Readers may know that marital estate obligations may impute both profit and debt liabilities to divorcing spouses. However, a spouse’s actions may also impact business valuations.
Specifically, divorce law principles of determining the marital estate might be required even in the case of a business that was owned by just one spouse prior to the marriage. The rationale is that increases or decreases in the value of a business during the course of a marriage might be attributable to the other spouse’s efforts. For that reason, the advice of an attorney experienced in divorce law and property division can be essential.
Although jointly liable debt is a more common example, today’s story illustrates that a divorce court has great latitude in determining how spouses might share in a business’ declining assets or value. Specifically, the court lowered a spouse’s percentage of her husband’s partnership value in the divorce.

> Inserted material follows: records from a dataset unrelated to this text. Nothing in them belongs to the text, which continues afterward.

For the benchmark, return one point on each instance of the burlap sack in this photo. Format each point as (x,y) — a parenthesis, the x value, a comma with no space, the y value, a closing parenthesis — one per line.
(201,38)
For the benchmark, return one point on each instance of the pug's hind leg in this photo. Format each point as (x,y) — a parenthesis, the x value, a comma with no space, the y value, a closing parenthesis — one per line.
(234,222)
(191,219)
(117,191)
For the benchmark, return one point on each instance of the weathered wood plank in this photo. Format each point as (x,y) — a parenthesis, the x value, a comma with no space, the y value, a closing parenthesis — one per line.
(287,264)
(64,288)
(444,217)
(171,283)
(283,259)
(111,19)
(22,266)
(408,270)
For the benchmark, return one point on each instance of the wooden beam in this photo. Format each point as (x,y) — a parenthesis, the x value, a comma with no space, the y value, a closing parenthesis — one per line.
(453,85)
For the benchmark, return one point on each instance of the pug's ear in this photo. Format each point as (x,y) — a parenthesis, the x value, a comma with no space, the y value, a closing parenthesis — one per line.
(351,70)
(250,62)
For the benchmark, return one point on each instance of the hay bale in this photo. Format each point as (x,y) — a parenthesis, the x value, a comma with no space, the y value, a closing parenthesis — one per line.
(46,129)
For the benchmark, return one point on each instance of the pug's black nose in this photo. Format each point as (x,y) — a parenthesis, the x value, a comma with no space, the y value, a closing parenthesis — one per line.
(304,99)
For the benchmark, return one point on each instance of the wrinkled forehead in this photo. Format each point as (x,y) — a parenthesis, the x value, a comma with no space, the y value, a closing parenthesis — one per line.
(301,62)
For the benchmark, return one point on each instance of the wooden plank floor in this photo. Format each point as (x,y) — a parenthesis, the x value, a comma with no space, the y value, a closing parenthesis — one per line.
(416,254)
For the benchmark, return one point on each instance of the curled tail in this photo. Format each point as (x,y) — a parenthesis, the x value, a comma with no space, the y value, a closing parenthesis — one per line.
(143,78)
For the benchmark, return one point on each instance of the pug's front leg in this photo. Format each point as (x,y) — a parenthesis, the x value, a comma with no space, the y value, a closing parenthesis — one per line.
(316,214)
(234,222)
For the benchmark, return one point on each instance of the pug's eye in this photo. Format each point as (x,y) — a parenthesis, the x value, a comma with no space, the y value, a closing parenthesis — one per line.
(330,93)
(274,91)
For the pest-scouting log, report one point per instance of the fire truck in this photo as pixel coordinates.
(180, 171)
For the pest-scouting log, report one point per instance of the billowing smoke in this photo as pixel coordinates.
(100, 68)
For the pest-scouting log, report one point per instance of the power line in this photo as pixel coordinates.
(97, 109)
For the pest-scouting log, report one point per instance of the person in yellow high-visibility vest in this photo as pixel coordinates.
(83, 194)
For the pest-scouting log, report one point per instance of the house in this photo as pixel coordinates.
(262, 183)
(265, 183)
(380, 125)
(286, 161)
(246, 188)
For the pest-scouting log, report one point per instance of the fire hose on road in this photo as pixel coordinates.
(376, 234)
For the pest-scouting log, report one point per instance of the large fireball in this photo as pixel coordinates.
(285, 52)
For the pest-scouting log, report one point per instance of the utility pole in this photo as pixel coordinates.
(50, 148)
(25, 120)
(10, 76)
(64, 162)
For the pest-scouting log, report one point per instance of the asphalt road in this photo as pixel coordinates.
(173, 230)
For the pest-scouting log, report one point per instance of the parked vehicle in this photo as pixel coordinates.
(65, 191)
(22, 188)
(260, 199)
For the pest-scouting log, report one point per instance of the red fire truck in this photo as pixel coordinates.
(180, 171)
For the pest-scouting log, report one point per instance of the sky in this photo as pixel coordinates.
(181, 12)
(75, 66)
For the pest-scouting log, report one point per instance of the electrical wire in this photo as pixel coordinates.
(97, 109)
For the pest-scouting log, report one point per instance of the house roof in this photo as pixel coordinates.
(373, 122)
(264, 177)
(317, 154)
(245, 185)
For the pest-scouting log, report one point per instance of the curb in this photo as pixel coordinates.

Although many private law firms experienced some difficulty in the months and years following the 2007 economic recession, the spouse in today’s story took to posting negative comments about her husband after they filed for divorce in 2007. Her efforts caught the attention of a website called Above the Law, which profiles lawyers in a sarcastic manner. The husband -- a partner in private law firm -- earned the dubious distinction of being profiled by the website.
The husband claimed that the negative publicity contributed to the decline in his legal earnings at the partnership, and the divorce court agreed, lowering the wife’s valuation percentage in the partnership to 17 percent.